Огромная лохматая махина с легкостью лани выпрыгнула из клетки. Кострулев вскочил с земли, Леший отбежал вправо, оба сняли карабины с плеч и передернули затворы. Косолапый встал на задние лапы, его рост превышал два с половиной метра. Трюкач перед ним казался букашкой. Зверь заревел. Родион сделал выпад копьем и поцарапал брюхо лохматого чудовища. Медведь отмахнулся. Копье сломалось, в руках Чалого остался осколок древка. На этом бой можно было бы считать проигранным. Косолапый пошел на обидчика. Родион отскочил, перевернулся через голову и подхватил с земли огрызок палки с наконечником. Улдис приставил приклад к плечу.

— Не стрелять! — крикнул Родион.

Началась пляска смерти. Трюкач опережал медведя на доли секунды. Он десятки раз мог быть раздавленным, разорванным на куски, загрызенным, но уходил от атаки в последнюю секунду, буквально ныряя под лапы зверя.

Толпа ревела. Такого зрелища еще никто никогда не видел. Даже шейх с его хладнокровием не мог оставаться равнодушным и закусил нижнюю губу. Чалый играл со смертью, но не сознавал этого. Он точно и расчетливо выполнял каждое движение. В какой-то момент он оседлал медведя, но тут же спрыгнул с него и пригнулся. Зверь приподнялся, и в эту секунду Родион вонзил ему острый наконечник копья в горло. Косолапый встал во весь рост, заревел, качнулся и замертво повалился на спину.

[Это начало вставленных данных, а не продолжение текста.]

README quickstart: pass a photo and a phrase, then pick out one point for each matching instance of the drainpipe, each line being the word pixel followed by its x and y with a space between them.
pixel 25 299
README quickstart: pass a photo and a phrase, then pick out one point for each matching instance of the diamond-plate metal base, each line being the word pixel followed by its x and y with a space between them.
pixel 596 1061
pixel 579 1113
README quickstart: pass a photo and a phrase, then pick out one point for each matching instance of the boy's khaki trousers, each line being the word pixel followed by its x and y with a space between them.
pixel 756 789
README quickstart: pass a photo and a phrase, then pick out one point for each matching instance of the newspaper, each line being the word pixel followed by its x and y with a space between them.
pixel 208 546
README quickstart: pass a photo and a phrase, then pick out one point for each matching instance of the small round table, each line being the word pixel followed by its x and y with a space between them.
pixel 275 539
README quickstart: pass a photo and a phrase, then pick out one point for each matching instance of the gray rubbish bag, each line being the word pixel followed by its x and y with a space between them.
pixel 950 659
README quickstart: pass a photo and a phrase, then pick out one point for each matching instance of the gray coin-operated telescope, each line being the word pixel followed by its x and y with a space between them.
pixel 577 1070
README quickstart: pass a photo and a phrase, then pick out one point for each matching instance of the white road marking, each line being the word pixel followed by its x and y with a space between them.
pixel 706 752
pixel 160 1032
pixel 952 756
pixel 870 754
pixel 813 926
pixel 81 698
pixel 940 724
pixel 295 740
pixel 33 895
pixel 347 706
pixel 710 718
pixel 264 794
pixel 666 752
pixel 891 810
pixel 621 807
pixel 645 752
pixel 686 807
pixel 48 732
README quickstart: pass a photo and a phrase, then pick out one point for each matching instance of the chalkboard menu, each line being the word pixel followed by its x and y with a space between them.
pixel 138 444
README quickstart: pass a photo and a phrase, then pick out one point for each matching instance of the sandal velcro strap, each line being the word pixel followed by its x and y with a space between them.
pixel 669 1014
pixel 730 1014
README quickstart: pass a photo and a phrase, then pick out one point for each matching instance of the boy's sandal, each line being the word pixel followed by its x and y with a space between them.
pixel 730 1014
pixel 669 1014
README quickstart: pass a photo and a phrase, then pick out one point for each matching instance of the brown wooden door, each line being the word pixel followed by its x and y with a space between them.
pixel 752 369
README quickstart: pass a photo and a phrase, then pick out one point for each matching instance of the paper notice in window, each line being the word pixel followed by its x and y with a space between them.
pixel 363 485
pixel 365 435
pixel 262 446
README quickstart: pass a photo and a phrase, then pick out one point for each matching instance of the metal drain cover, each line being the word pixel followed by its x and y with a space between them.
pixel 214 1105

Родион выдернул копье и вспорол острием наконечника шкуру животного от головы до пят. Присоединились Леший и Кистень, они орудовали штыками. Трудно сказать, сколько прошло времени, но кровавое зрелище кончилось тем, что Чалый бросил шкуру медведя к постаменту, где стоял шейх.

Князь достал из сумки деревянную коробку. Он чувствовал, как дрожат его руки, но выдержал свою роль до конца: открыв коробку, положил ее на постамент. В ней было пять сверкающих на солнце наконечников для копий.

— С таким оружием вам ни один зверь не страшен.

— С такими людьми, ваша светлость, можно завоевать мир, — по-русски сказал шейх. И поднял обе руки вверх.

Застучали дафы — так у езидов назывались барабаны. Затрубили дудки и фанфары. Шейх сошел с постамента, сам подошел к Родиону Чалому, снял с себя русский орден Святого Владимира, надел его на шею героя и поклонился ему. Ничего подобного езиды еще не видели. Народ ликовал, как в священный праздник Мелек-Тавуса.

Повернувшись к князю, шейх сказал:

_ Четыре сотни подков, три тысячи наконечников для стрел, тысяча для копий — вот мой заказ.